С Малией я разговариваю мягко. Она же говорит со мной как-то строго. Она не называет меня больше ласково «мальчик», как называла. Разумеется, те десять — двенадцать месяцев, как она уехала, как я видел ее в последний раз, были такие месяцы и у меня, и, наверное, конечно же — у нее — там, на ее настолько секретной работе, что мне нельзя даже знать где и нельзя даже письмо от нее получить, что уже не идет ни ей ласкать кого-нибудь таким словом «мальчик» и ни мне, чтобы кто-нибудь таким словом ласкал меня. Как она теперь выглядит, Малия? В чем она ходит? Я прошу ее снять с головы платок или шляпку, что она носит. Я хочу взглянуть на ее высокий лоб, тот самый высокий умный лоб ее, который так запал мне в душу. Когда она смеется, у нее на щеке появляется ямочка. Не помню, ямочка появляется у нее на одной щеке или на обеих? Я должен собраться с силами, чтобы точно увидеть цвет ее глаз. Разве дело в точном цвете глаз? Все лицо ее вижу где-то далеко в неизвестности, как и сама она сейчас далеко и неизвестно где. Разговаривает ли порой издали и она со мной так, как я с ней? Может, она уже не одна? Я должен собраться с силами, чтобы точно услышать звук ее голоса. Далекий, чуть строгий, но — ее, Малиин, знакомый голос:

— Ну хорошо, первый экзамен, можно сказать, ты выдержал, сейчас посмотрим дальше.

— Почему надо смотреть и смотреть? И сколько же экзаменов надо выдержать?

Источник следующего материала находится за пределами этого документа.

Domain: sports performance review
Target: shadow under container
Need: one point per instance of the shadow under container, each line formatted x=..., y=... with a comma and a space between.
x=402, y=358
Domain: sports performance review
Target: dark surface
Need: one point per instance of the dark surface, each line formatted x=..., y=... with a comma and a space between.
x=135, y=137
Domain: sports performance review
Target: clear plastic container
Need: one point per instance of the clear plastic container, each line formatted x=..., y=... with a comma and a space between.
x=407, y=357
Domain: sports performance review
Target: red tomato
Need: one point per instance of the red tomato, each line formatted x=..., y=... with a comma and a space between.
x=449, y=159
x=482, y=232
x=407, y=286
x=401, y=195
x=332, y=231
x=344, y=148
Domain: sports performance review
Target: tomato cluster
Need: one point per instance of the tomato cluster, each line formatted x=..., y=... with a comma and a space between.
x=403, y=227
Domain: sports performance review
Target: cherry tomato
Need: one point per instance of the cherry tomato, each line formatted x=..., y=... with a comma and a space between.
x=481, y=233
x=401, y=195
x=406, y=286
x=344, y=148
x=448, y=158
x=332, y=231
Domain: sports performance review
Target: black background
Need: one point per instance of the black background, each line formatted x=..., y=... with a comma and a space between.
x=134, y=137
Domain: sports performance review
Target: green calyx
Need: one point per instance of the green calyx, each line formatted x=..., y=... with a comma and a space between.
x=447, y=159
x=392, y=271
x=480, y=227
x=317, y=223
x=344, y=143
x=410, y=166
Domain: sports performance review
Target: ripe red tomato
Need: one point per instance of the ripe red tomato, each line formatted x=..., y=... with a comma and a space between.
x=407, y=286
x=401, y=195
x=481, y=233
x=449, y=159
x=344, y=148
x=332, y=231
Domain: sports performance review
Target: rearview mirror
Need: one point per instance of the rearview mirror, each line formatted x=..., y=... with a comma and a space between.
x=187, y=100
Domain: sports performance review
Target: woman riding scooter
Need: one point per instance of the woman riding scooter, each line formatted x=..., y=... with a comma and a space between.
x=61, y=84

— Всю жизнь. До конца. Ты что же, думал, что это что-то такое, что это игрушки?

— Сейчас, здесь, говоришь мне то же самое? Просто, наверно, не веришь в меня.

— Если бы я в тебя не верила, не говорила бы с тобой так жестко. Сейчас, когда ты зашел уже так далеко, ладно, скажу тебе: как это можно взять и вляпаться по уши в девушку вот так-вот, раз-два, так легкомысленно?

— Я не влюбился в тебя, как просто влюбляются в девушку. И не вот так-вот, раз-два. Я ждал тебя дни и недели. Сама разве не знаешь? Ты ведь, как и я, точно так же была влюблена.

— Ну хорошо, мальчик. Спи, спи. Сейчас посмотрим дальше.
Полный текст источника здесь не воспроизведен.